Observe the soggy pink towel, lower right.
So my whole 6th-grade class played with soggy wheat and learned to make lovely creations, which we then sold at the middle school art fair as a fund-raiser for a classmate who had just lost ALL FOUR of his outer limbs to a rare form of meningitis. I still remember the pitch from our vending booth: “A Hobby for Bobby, at a Price that’s Nice!” (Bob has gone on to great things — he’s a motivational speaker and the author of the book No Arms, No Legs, No Problem; he was also a Paralympic athlete, featuring in the documentary Murderball that highlighted his medal-winning rugby team).

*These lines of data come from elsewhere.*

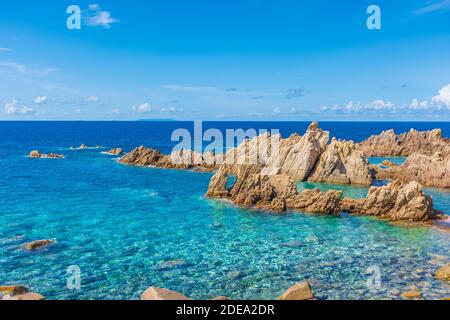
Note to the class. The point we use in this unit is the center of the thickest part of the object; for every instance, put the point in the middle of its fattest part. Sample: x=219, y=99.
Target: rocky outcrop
x=430, y=171
x=394, y=202
x=181, y=159
x=275, y=193
x=38, y=155
x=154, y=293
x=341, y=163
x=114, y=152
x=38, y=244
x=390, y=144
x=300, y=291
x=444, y=273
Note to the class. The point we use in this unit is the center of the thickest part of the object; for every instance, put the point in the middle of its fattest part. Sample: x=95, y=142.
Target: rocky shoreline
x=269, y=182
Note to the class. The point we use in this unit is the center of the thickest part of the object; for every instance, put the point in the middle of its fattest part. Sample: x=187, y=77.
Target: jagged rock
x=300, y=291
x=154, y=293
x=341, y=163
x=431, y=171
x=37, y=155
x=389, y=144
x=395, y=202
x=38, y=244
x=444, y=273
x=13, y=290
x=114, y=152
x=275, y=193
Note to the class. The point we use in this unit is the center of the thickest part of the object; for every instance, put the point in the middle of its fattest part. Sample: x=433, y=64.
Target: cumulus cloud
x=443, y=98
x=100, y=18
x=93, y=99
x=439, y=6
x=40, y=100
x=11, y=108
x=172, y=110
x=143, y=108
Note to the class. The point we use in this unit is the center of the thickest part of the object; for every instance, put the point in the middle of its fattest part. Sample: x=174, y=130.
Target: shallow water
x=129, y=228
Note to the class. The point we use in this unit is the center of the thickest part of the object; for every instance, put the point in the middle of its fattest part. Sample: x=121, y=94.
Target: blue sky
x=225, y=60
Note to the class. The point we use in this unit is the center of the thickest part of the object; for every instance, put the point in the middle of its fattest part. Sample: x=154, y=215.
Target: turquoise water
x=129, y=228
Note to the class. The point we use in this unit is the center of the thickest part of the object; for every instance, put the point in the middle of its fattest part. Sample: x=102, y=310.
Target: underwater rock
x=389, y=144
x=37, y=155
x=411, y=295
x=154, y=293
x=300, y=291
x=341, y=163
x=31, y=296
x=38, y=244
x=13, y=290
x=444, y=273
x=114, y=152
x=396, y=201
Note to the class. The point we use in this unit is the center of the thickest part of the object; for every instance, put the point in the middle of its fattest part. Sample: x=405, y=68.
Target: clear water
x=395, y=160
x=125, y=226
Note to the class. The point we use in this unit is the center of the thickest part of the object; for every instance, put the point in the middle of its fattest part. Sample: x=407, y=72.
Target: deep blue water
x=124, y=226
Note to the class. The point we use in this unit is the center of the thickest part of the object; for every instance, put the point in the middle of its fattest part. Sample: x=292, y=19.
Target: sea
x=121, y=229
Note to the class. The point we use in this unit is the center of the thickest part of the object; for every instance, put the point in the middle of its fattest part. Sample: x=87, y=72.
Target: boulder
x=341, y=163
x=388, y=143
x=13, y=290
x=300, y=291
x=38, y=244
x=395, y=202
x=443, y=273
x=154, y=293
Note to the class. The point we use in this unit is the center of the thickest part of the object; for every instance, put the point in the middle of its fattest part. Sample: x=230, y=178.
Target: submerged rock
x=341, y=163
x=154, y=293
x=38, y=155
x=444, y=273
x=13, y=290
x=38, y=244
x=390, y=144
x=300, y=291
x=114, y=152
x=396, y=201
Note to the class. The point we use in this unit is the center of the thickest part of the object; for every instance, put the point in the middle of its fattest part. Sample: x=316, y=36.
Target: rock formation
x=389, y=144
x=430, y=171
x=300, y=291
x=275, y=192
x=38, y=244
x=181, y=159
x=341, y=163
x=394, y=202
x=38, y=155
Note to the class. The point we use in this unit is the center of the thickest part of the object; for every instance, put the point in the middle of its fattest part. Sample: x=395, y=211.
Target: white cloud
x=40, y=100
x=11, y=108
x=100, y=18
x=93, y=99
x=443, y=99
x=440, y=6
x=143, y=108
x=172, y=110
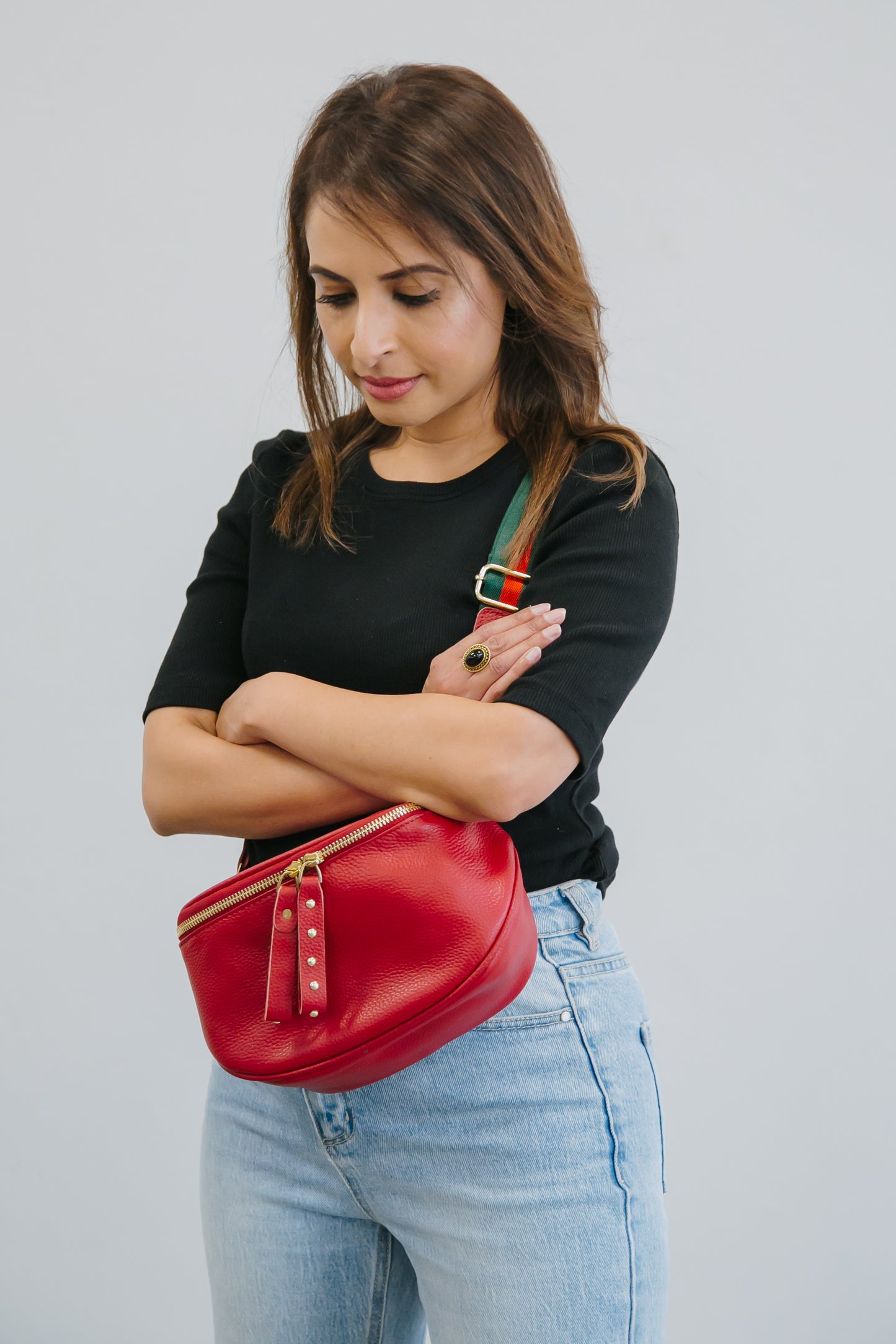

ANYWAY, where was I? Oh yes, learned to do wheat-weaving with my sixth grade class. As the grand-daughter of a wheat farmer, I had my own ready supply:
WHO wears short shorts?!
And thus I embarked on a on-and-off quest to decorate my family’s Christmas tree, give gifts galore, run the craft-show circuit, and just generally hone my craft over the years. I ran it as a small business for a while, called The Final Straw (hence the diary title)!
Here’s an early tree pic:
Featuring wreaths like my brother & were making in the earlier pic
And some from more recent trees:
Baby Jesus on the half-shell — English walnut shell for the manger-bed, beard-cuttings from the wheat heads to represent the straw. Instead of straw… heee!
Foghorn Leghorn and the chicken-hawk approve!
I also got into Nativity sets, like the one on my mantel in the cover shot, and this one that was auctioned off at a church fundraiser:
I am extra-delighted by the amazed shepherd and the king with the basket of gold (wheat kernels)
I also did a couple of wall-art gifts for my daughter’s wedding last month:
Big reveal at her bridal shower
The other one was on a circle canvas
Speaking of weddings! My wheat-farmer grandfather was no longer alive to attend my wedding in 1993 to A FIB in Cheddarland, but I honored the heritage by using wheat as a component of my flower-basket and the corsages & boutonnieres.
Me with my dad
My darling daughter then brought the heritage around for yet another cycle last month. First, she had the florist design her 2025 bouquet as an homage to my 1993 basket, wheat and all. And then, instead of throwing the bouquet to the single ladies at the reception, she GAVE IT TO ME, with an amazingly touching tribute speech! Mama was mighty happy….
Anybody got an extra Kleenex? *snif*
We put the bouquet in water and displayed it for as long as we could… and then when I took the bouquet apart for composting purposes, some of the wheat had sprouted. Which takes us right back to the first pic of the diary, the sprouted-wheat decoration!
Just to bring this rambling wheat-y diary back to its SMGB-ing source, we do actually have a wheat component to our regular outdoor gardening. We have been doing wheat-straw mulch rather than rototilling for a number of years now:
Here comes the mister with a bale, wearing his Merry Light tie-dye!
I won’t belabor that point as I wrote about it in a diary a few months ago on Garden Herpes, ha!
But the return of that season is some months in the future. For now, I’ll happily kick back with a warm mug in front of the wheat-adorned tree, and wish you all the delights of the season!
all mama wants is a silent night...
How’s your December shaping up so far?